At its heart Battling the Mountains... is a product of youth, lyrically and musically. Vocalist Anita Lester's lyrics juxtapose a worldview nostalgic for the petty and innocent struggles of adolescence with an ever-present awareness of 'growing up', as she finds herself in inevitable confrontation with the brutal and tragic realities of the world. There is transcendent beauty in her swirling non-sequitor imagery, which beguiles with a meaning just out of reach, but also permanently so. But there is little she seems optimistic about ("What causes aging? It is the stress of your life / You go to work, you go through sickness and then you die"), and the heartbreaking honesty of her delivery is as magnificent to behold as it is crushing.
The compositions which encase her poetic insight are, too, youthful endeavours, shimmering with confidence and competence in both construction and interpretation and yet displaying - on odd occasions detrimentally - the youthful impatience of two musicians with so much to say. Despite two appearances as backing vocalists, guitarist Adrian Sergovich and violinist Jonathan Dreyfus communicate primarily through their instruments - they pout, mock, tantrum and, very often, weep through the tirelessly expressive delivery they afford their immensely complicated and yet always sensitively appropriate arrangements.
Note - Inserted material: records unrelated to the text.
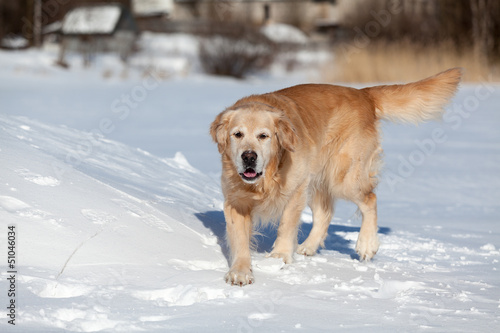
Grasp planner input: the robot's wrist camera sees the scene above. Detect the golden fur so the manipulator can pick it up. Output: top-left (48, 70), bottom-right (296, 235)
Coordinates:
top-left (210, 68), bottom-right (462, 286)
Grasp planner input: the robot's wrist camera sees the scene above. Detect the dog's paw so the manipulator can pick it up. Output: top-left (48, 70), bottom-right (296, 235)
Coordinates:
top-left (297, 242), bottom-right (318, 256)
top-left (268, 251), bottom-right (293, 264)
top-left (225, 268), bottom-right (255, 287)
top-left (356, 234), bottom-right (380, 261)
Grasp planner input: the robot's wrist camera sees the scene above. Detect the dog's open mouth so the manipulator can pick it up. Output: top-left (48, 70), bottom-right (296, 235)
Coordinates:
top-left (240, 168), bottom-right (262, 182)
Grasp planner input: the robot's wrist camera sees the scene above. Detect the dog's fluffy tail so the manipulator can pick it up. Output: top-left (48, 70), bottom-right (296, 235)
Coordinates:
top-left (364, 68), bottom-right (462, 124)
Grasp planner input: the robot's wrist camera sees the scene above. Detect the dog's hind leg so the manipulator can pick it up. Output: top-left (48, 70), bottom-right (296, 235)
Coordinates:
top-left (356, 192), bottom-right (380, 260)
top-left (297, 189), bottom-right (334, 256)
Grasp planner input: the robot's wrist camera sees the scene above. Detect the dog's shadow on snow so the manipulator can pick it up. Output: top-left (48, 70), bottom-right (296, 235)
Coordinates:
top-left (195, 211), bottom-right (391, 262)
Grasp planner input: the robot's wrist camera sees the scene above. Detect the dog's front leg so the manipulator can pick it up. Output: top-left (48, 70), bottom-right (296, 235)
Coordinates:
top-left (270, 184), bottom-right (306, 264)
top-left (224, 202), bottom-right (254, 286)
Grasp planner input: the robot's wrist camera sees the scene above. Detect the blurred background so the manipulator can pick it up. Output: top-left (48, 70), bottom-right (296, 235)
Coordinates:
top-left (0, 0), bottom-right (500, 82)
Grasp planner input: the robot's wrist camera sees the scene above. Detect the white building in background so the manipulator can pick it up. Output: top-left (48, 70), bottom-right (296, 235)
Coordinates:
top-left (132, 0), bottom-right (174, 17)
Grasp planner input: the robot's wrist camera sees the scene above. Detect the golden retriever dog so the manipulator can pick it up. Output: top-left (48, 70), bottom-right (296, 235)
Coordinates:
top-left (210, 68), bottom-right (462, 286)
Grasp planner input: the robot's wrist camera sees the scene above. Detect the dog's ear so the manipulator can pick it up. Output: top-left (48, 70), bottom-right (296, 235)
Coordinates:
top-left (210, 110), bottom-right (234, 154)
top-left (276, 114), bottom-right (299, 152)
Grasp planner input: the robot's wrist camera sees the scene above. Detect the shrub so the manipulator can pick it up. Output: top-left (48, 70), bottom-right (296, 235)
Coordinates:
top-left (199, 23), bottom-right (277, 78)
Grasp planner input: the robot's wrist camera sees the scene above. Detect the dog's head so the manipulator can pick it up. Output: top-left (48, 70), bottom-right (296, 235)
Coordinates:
top-left (210, 106), bottom-right (298, 184)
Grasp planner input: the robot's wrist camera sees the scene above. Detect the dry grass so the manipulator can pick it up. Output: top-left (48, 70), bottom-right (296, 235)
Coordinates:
top-left (324, 41), bottom-right (500, 83)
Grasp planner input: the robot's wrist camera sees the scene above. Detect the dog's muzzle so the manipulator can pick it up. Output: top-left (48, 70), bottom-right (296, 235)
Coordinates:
top-left (240, 150), bottom-right (262, 183)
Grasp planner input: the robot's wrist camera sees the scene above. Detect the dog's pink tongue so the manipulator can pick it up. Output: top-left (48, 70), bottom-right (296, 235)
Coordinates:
top-left (243, 169), bottom-right (257, 178)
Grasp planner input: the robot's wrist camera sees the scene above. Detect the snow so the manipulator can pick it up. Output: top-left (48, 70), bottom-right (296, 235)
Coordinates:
top-left (62, 5), bottom-right (121, 34)
top-left (0, 37), bottom-right (500, 332)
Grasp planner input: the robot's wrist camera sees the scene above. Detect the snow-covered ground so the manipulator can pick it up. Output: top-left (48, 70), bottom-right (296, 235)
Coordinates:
top-left (0, 35), bottom-right (500, 332)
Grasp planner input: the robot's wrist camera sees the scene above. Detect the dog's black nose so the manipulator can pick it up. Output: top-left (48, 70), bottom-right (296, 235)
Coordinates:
top-left (241, 150), bottom-right (257, 166)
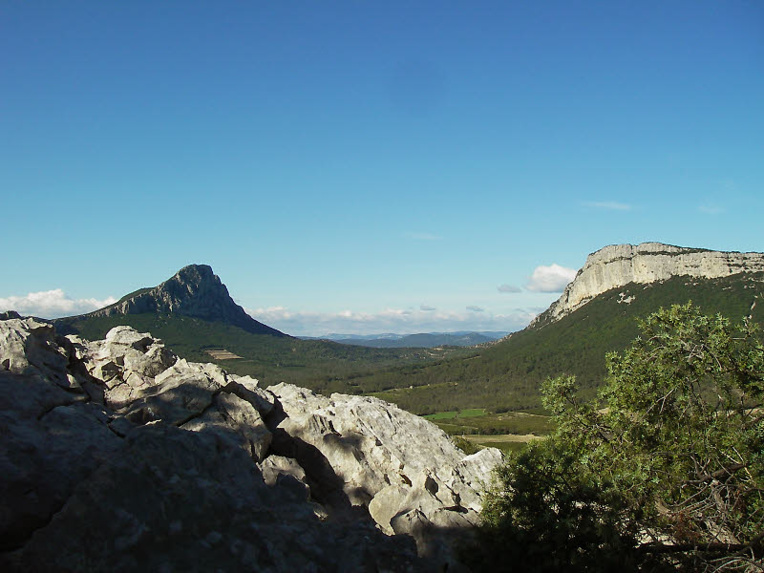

It is remarkable that an album, 65 minutes in length and containing two 8-minute tracks and a 16-minute medley, never feels overlong.
If the album has a weakness, it is its defiance of classification: it is, by amazingly equal turns, classically and folk tinged, yet clear-cut attachment to either of these genres is confounded by a profusion of intensely sophisticated improvisation. And yet this translates too into one of the album's greatest strength, perhaps unbeknownst to the musicians, because although many record labels and consumers will initially shy away from something so unknown and unknowable, in end it is the innovators and the non-conformists who surface to conquer and surpass the mediocrity of their contemporaries, and such a destiny is, I feel, almost inevitably what awaits Me and the Grownups.